#EMCWorld 2013 – Calculating Downtime Costs. How Much Should you Spend on Disaster Recovery

Rackspace DR Title Slide OPT

Paul Croteau from Rackspace hosted a very entertaining talk on disaster recovery and the cost of downtime.

Business continuity and disaster recovery are topics that are very close to my heart as I’ve spent a good portion of my time as a consultant in the Middle East and Africa developing, deploying and testing disaster recovery solutions for our customers in the region. I’ve also got to see our solutions get successfully used for real as my region is growing fast, whether from an infrastructure point of view or a political one. This means that whether it’s construction diggers ripping through network cables or riots stopping employees getting to work, disasters do occur.

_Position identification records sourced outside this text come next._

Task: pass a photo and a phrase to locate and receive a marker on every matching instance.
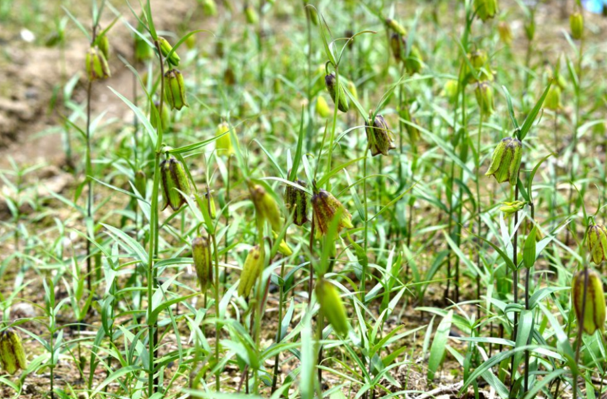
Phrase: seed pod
(203, 262)
(140, 182)
(485, 9)
(12, 355)
(190, 42)
(348, 35)
(174, 177)
(412, 131)
(332, 306)
(530, 29)
(223, 144)
(331, 84)
(484, 98)
(266, 207)
(351, 87)
(553, 98)
(539, 236)
(397, 46)
(165, 48)
(503, 29)
(174, 89)
(283, 247)
(322, 108)
(96, 65)
(311, 13)
(207, 202)
(326, 207)
(165, 116)
(379, 136)
(229, 78)
(250, 14)
(414, 62)
(593, 316)
(510, 208)
(576, 24)
(450, 90)
(209, 7)
(296, 202)
(529, 248)
(596, 237)
(104, 45)
(506, 161)
(396, 27)
(253, 266)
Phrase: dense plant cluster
(329, 199)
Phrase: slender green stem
(217, 329)
(151, 277)
(366, 229)
(514, 283)
(580, 333)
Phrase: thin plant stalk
(580, 332)
(514, 280)
(151, 277)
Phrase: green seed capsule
(203, 262)
(396, 27)
(12, 355)
(296, 202)
(174, 177)
(510, 208)
(530, 29)
(485, 9)
(165, 48)
(503, 29)
(253, 266)
(165, 116)
(322, 108)
(331, 84)
(506, 161)
(140, 182)
(450, 90)
(311, 13)
(412, 131)
(266, 207)
(379, 137)
(484, 98)
(397, 46)
(223, 144)
(326, 207)
(96, 65)
(143, 51)
(576, 24)
(596, 239)
(593, 316)
(104, 45)
(332, 306)
(283, 247)
(174, 89)
(553, 98)
(250, 14)
(209, 7)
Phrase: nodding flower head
(506, 161)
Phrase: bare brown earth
(32, 73)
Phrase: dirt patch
(35, 76)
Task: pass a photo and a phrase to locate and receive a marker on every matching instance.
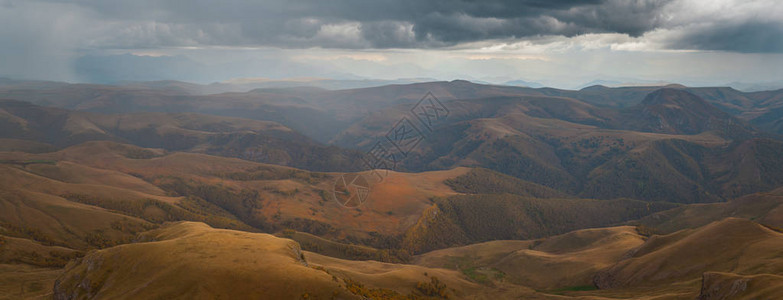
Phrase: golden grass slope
(724, 286)
(559, 262)
(193, 261)
(730, 245)
(187, 260)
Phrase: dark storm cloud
(360, 24)
(748, 37)
(366, 24)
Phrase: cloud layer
(726, 25)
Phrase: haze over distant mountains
(607, 189)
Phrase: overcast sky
(559, 43)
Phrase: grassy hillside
(461, 220)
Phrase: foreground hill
(182, 260)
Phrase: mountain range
(169, 189)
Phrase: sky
(560, 43)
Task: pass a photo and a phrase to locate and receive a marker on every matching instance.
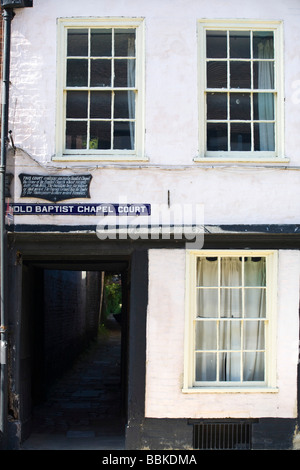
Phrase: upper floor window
(100, 89)
(241, 90)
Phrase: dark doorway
(75, 349)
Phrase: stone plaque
(55, 187)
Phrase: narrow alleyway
(83, 410)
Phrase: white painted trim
(116, 155)
(275, 26)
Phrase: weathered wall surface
(230, 194)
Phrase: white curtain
(266, 100)
(230, 333)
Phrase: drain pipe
(7, 18)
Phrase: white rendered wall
(231, 194)
(165, 347)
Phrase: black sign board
(55, 188)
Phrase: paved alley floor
(83, 411)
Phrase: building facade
(163, 137)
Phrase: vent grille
(223, 436)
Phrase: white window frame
(99, 155)
(243, 156)
(269, 385)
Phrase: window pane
(101, 72)
(207, 271)
(230, 335)
(231, 303)
(255, 271)
(77, 72)
(264, 136)
(206, 335)
(263, 106)
(77, 42)
(230, 367)
(263, 75)
(100, 135)
(231, 271)
(254, 335)
(100, 104)
(123, 135)
(240, 137)
(263, 45)
(239, 44)
(76, 135)
(207, 303)
(240, 106)
(240, 74)
(124, 43)
(206, 367)
(217, 137)
(77, 104)
(217, 74)
(216, 44)
(124, 104)
(255, 303)
(124, 73)
(101, 43)
(254, 369)
(216, 106)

Two figures were thrown out from the get go:

  1. 59% of Fortune500 companies suffer at least 1.6 hours of downtime per week – Dunn & Bradstreet
  2. IT Downtime costs companies $26.5 Billion per year – Information Week

The numbers above are US-centric, however, even though the overall GDP of Middle East, North Africa (MENA) and Sub-Saharan Africa (SSA) are much smaller than that of the USA (according to the World Bank), the average downtimes experienced by the organisations in MENA and SSA are much much higher (due to brittle infrastructure and overall lower investment in business continuity).
These assumptions lead to the conclusion that there is a significant impact to the value of organisations in the Middle East and Africa due to unplanned downtime and disasters.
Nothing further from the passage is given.